Esordiscono i The Giant Baba con un EP intitolato “Homecoming“, uscito dopo meno di due anni dalla formazione del gruppo. Formato da due chitarre e una batteria si tratta, quindi, di un lavoro strumentale. Le influenze e i generi amalgamati si sprecano, passando al post rock, al djent e al psychedelic progressive, i suoni utilizzati spaziano dai Pink Floyd ai Volumes, passando da ritmiche “normali” a parti sincopate degne dei Meshuggah, e i tecnicismi strumentali sono molti e non messi giusto per riempire le canzoni. Si tratta di un EP leggero da ascoltare, anche grazie al fatto che ci sono 5 pezzi di una durata che va dai 3 ai 6 minuti scarsi, per una durata complessiva di circa 21 minuti.
Tra le canzoni rilevanti:
- “Djentleman“: secondo pezzo. Come si intuisce dal gioco di parole nel titolo, si tratta di un brano che gioca su ritmi sincopati tecnici, soprattutto da parte della sezione ritmica, mentre la chitarra solista e gli effetti esterni ricamano sopra melodie particolari e assoli virtuosi, creando un’atmosfera cupa da post rock, caratteristico da sogno futuristico, come un fantasioso incrocio tra i Mechina e i Fallujah. Non il miglior pezzo, che se lo aggiudica la title-track, ma sono comunque 4 minuti e mezzo interessanti da sentire e rappresentativi del gruppo.

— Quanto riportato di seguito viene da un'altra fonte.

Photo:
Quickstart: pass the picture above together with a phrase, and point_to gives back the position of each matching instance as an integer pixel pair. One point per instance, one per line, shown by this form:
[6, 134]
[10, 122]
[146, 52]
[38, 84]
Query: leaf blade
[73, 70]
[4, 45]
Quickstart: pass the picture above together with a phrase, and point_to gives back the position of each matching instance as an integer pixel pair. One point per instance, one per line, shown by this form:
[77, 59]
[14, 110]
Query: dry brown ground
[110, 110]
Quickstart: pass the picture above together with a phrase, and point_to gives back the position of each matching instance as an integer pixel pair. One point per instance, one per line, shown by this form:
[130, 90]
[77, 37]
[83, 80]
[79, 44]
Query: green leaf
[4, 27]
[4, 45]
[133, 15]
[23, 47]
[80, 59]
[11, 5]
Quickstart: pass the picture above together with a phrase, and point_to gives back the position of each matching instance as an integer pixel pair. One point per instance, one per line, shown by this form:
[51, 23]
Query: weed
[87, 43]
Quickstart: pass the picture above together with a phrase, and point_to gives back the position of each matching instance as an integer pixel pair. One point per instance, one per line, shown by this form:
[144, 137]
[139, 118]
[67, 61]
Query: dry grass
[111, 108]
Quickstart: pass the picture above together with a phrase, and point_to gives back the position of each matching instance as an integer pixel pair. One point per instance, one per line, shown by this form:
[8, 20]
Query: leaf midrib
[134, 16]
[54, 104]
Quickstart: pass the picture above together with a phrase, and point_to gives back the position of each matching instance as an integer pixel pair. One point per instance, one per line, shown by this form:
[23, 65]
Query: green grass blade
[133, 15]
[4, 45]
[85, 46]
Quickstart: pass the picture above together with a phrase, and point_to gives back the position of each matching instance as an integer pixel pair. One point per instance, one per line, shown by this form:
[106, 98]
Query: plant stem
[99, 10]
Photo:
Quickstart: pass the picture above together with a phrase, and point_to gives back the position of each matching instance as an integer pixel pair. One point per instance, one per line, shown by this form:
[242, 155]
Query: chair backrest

Essendo un lavoro di debutto non si può paragonare con altre opere, ma quello che si percepisce, anche dai neofiti della musica, è una cura nella composizione, nella scelta dei suoni e nella tecnica di esecuzione. I componenti sono insegnanti di musica o comunque professionisti affermati in campo musicale, e una proposta con una miscela di stili così tecnica e orecchiabile, oltre a essere completamente strumentale, è particolarmente interessante e metterà d’accordo ascoltatori proveniente da più generi musicali.